CHICAGO - Hopes for a meeting on the sidelines of the NATO summit bringing together the U.S., Afghan and Pakistani presidents appear to have dimmed, and analysts say this is due to the lack of a full agreement with Pakistan on reopening NATO supply lines into Afghanistan.
President Barack Obama met on Sunday in Chicago with Afghan President Hamid Karzai, but his schedule includes no one-on-one interaction with Pakistan’s President Asif Ali Zardari, and White House staff say the schedule is not expected to change.
Both U.S. and Pakistani officials were pushing for a trilateral meeting, with the main roadblock to such talks being the drawn-out dispute that has curtailed NATO's ability to supply coalition forces fighting in Afghanistan.
Pakistan shut down the transit corridors that NATO used for supply convoys last November, after U.S. airstrikes that mistakenly killed 24 Pakistani troops stationed near the Afghan border. The cross-border attack and its aftermath brought U.S.-Pakistan relations to a new low.
Pakistan’s prime minister indicated last week that progress had been made in negotiations with U.S. officials about reopening the supply routes, and he predicted an agreement would be complete “very soon.” NATO Secretary General Anders Fogh Rasmussen then called President Zardari to invite him to the Chicago summit.
Some South Asia experts suggest that while NATO's invitation to the president of Pakistan was unconditional, any interaction with the U.S. president might not have been so.
President Zardari did meet with President Karzai and with U.S. Secretary of State Hillary Clinton in Chicago, about Pakistan’s role in regional peace and the end stages of NATO's involvement in Afghanistan.
The meeting between Mr. Zardari and Clinton lasted for over an hour. Others present included Pakistani Foreign Minister Hina Rabbani Khar, Pakistan’s ambassador to the U.S., Sherry Rehman, the U.S. ambassador to Pakistan, Cameron Munter, and the U.S. government's special representative to Afghanistan and Pakistan, Marc Grossman.
Grossman told VOA the meeting included “a complete review of all of our bilateral partnerships.” He added that the purpose was to focus on “how to move forward in this relationship.”

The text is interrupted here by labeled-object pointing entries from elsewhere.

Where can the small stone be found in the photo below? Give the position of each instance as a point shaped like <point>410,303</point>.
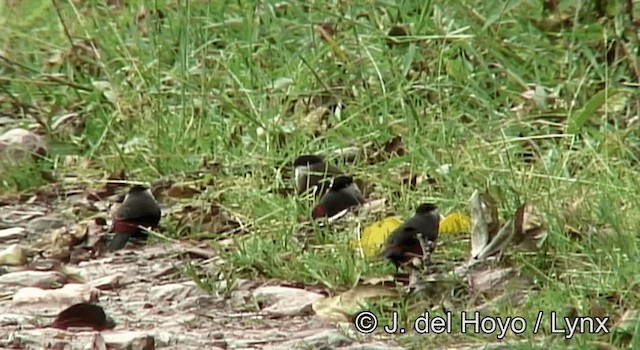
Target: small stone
<point>39,279</point>
<point>286,301</point>
<point>12,233</point>
<point>44,224</point>
<point>130,340</point>
<point>173,291</point>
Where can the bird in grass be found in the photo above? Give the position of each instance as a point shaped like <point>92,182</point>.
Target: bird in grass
<point>403,244</point>
<point>343,193</point>
<point>311,171</point>
<point>139,208</point>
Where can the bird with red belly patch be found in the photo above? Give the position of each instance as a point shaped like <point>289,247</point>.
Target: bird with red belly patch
<point>403,244</point>
<point>139,208</point>
<point>343,193</point>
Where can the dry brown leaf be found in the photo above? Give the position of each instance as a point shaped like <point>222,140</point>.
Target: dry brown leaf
<point>342,307</point>
<point>410,179</point>
<point>69,294</point>
<point>13,255</point>
<point>182,191</point>
<point>530,233</point>
<point>17,144</point>
<point>392,148</point>
<point>524,229</point>
<point>326,31</point>
<point>212,219</point>
<point>484,219</point>
<point>285,301</point>
<point>484,280</point>
<point>316,120</point>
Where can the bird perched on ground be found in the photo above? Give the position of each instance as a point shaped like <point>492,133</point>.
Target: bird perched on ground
<point>403,244</point>
<point>139,208</point>
<point>83,315</point>
<point>310,171</point>
<point>343,193</point>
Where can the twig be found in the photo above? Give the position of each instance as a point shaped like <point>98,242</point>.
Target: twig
<point>428,247</point>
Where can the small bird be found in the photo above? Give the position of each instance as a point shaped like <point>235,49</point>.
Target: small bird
<point>139,208</point>
<point>403,244</point>
<point>310,171</point>
<point>343,193</point>
<point>83,315</point>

The senior U.S. envoy said the talks on Sunday will help with the ongoing negotiations over the NATO supply routes, and he played down the significance of the Obama-Karzai-Zardari meeting that did not take place, saying it would be "better" for Afghanistan and Pakistan to hold direct bilateral talks.
Meanwhile, the meeting between Presidents Zardari and Karzai resulted in a decision to extend the Afghanistan-Pakistan Transit Trade Agreement to countries in Central Asia.